Summary of methods & results

In the recent paper by Zadeh et al . [1] , the authors increased the cohort of previous studied patients with lipodystrophy (LD), treated with leptin replacement, published in 2005 [2] , further extending the duration of therapy for more than 2 years. This is the largest cohort of patients with congenital or acquired LD, which evaluates the spectrum of liver disease and the effect on liver histology of leptin replacement.

This study comprises a heterogenic population, with patients with acquired and congenital, generalized and partial LD, and with a wide age range, from 7-year-old children to 68-year-old elderly people. That heterogeneity translates a difficulty in recruiting patients with such rare conditions, with less than 1000 cases diagnosed worldwide [3] but brings confounders to the interpretation of the results. Added to this, is the open-label, uncontrolled design of the study.

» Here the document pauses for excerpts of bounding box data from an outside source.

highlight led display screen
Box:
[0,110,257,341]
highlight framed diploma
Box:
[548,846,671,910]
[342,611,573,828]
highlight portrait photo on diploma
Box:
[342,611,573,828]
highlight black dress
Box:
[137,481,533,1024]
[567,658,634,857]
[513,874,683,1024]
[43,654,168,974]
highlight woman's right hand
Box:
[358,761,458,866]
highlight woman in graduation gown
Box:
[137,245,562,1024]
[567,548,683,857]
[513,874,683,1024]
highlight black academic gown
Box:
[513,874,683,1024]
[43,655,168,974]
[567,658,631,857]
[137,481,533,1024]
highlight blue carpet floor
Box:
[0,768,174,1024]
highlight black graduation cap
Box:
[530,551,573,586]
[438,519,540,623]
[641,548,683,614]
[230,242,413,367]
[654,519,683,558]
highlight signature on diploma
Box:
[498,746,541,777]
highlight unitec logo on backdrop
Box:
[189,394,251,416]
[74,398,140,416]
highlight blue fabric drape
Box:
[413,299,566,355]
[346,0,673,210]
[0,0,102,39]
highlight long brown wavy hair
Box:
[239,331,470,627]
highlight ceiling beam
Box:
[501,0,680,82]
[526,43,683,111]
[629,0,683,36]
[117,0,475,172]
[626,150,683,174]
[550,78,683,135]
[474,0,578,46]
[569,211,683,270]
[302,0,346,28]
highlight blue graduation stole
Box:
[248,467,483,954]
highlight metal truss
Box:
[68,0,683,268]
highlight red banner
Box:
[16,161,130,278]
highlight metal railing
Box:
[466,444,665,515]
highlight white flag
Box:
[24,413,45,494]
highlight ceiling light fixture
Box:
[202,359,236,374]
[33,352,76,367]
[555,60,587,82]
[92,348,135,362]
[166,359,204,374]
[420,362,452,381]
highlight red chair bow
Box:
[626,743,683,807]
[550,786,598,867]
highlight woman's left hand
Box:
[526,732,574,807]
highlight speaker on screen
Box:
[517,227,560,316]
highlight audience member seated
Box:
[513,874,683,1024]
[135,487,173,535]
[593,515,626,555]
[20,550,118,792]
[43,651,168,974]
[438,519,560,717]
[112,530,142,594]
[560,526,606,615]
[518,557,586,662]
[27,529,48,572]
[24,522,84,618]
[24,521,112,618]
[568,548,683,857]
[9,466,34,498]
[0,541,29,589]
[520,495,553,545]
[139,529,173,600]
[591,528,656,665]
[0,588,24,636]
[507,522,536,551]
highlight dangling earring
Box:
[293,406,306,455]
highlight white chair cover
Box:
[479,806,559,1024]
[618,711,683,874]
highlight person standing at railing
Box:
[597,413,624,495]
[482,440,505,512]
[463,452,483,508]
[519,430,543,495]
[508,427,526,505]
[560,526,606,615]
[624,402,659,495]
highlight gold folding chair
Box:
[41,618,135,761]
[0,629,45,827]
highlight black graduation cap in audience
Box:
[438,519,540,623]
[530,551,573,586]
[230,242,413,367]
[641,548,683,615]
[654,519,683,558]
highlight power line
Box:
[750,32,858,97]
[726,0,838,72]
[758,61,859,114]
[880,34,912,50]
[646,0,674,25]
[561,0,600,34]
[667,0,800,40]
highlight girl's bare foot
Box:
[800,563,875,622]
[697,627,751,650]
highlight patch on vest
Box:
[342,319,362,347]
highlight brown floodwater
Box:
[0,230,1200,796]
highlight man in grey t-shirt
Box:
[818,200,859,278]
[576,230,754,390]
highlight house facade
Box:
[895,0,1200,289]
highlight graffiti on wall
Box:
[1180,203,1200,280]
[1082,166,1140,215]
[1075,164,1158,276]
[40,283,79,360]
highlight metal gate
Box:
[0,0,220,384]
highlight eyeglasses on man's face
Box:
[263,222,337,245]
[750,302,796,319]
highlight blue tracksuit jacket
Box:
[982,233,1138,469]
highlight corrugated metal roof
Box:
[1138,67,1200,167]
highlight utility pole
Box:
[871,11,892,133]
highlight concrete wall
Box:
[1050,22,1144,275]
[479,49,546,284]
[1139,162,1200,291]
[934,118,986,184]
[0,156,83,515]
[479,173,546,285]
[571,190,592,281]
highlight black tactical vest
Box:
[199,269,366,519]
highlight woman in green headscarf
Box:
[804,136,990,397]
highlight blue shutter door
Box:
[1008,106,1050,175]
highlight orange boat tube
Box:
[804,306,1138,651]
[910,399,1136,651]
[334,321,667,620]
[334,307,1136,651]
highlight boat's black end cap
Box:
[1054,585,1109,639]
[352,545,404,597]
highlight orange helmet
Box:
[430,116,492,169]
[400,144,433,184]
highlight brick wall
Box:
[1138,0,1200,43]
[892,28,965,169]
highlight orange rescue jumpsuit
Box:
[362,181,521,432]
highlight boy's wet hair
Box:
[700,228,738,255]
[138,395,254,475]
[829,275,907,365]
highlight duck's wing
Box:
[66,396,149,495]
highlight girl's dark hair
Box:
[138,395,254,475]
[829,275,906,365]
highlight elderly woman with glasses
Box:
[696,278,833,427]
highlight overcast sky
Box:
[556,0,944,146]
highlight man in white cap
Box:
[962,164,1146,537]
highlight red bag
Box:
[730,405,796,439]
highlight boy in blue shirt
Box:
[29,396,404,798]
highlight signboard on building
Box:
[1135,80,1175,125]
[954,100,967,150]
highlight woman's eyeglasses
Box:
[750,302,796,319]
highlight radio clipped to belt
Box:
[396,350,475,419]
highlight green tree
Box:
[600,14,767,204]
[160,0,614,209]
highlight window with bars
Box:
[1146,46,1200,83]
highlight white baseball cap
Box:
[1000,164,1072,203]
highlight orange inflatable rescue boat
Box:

At baseline, 90% of the patients had steatosis, mimicking what occurs in morbid obesity [4] . However, more than 80% presented nonalcoholic steatohepatitis (NASH), making LD the condition in which the presence of hepatic steatosis precludes the highest risk for NASH, as compared with other high-risk populations, such as obese and Type 2 diabetics. Also, four patients presented with autoimmune hepatitis, at baseline or during follow-up, all of them with acquired generalized LD (Lawrence-Seip Syndrome), which is known to have an autoimmune basis, in a quarter of the patients [5] . Furthermore, four out of 50 patients, 8%, presented with advanced cirrhosis, highlighting the potential for fibrosis progression and life-threatening terminal liver disease. Of note, severity of liver disease varied among different conditions, with the congenital generalized LD type 2, with mutation in BSCL2 gene, having the most extreme fibrosis at an earlier age. In fact, this is the most severe form of congenital generalized LD [6] , representing the only whole-body form of congenital LD, resulting from loss of seipin, involved in adipocyte differentiation and formation of lipid droplets [5] . Apart from these patients, advanced fibrosis only occurred in patients with other concomitant liver disease, autoimmune or viral hepatitis.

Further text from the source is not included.